Es sind die Bereiche der Dove-Elbe, der Billwerder Bucht und Cranz.
Angesichts eines solchen weitreichenden Planes wäre es eigentlich selbstverständlich gewesen, Präsenzveranstaltungen in den betroffenen Orten abzuhalten, um vielen – insbesondere auch älteren Mitbürgern- die Teilnahme an der Vorstellung zu ermöglichen. Dies wurde bewusst nicht getan und von der Bürgerschaftsabgeordneten Gudrun Schittek aus Cranz zu Beginn der Zoom-Konferenz stark kritisiert. Und auch uns erschien es so, als wolle man einen weitreichenden, bis in die Eigentumsverhältnisse der Bürger hereinreichenden Plan, auf kaltem Wege ohne große Öffentlichkeit durchpeitschen.
Wie weit ist der Plan dann bereits gediehen?
Die meistgebrauchten Worte der Behörde zu Beginn waren „vorläufig, Grobkonzept, Diskussion, …“. Also doch noch nichts ausgemacht?
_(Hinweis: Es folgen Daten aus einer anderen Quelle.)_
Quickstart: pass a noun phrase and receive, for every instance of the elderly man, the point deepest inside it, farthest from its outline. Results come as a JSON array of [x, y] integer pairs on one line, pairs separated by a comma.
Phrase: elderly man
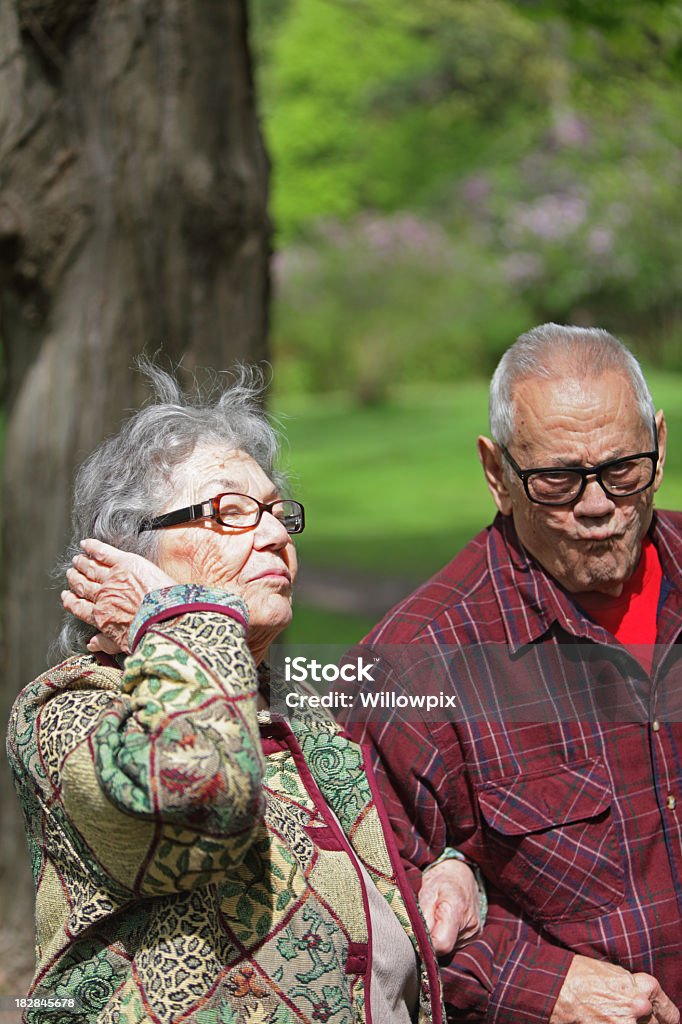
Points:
[[573, 818]]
Nein, der Plan der Behörde ist bereits hammerhart gefasst.
Im Bereich der Tatenberger Schleuse werden bereits Häuser aufgekauft. So viel zum Thema Bürgernähe und Demokratieverständnis der BUKEA.
Was soll eigentlich in der Sache passieren?
- Eigentlich möchte die BUKEA grundsätzlich keine Häuser auf oder am Deich haben? Weil ein genereller Aufkauf und Abriss der Häuser kaum rechtssicher und ohne großen politischen Widerstand zu erreichen wäre, hat man sich auf die Salamitaktik verlegt.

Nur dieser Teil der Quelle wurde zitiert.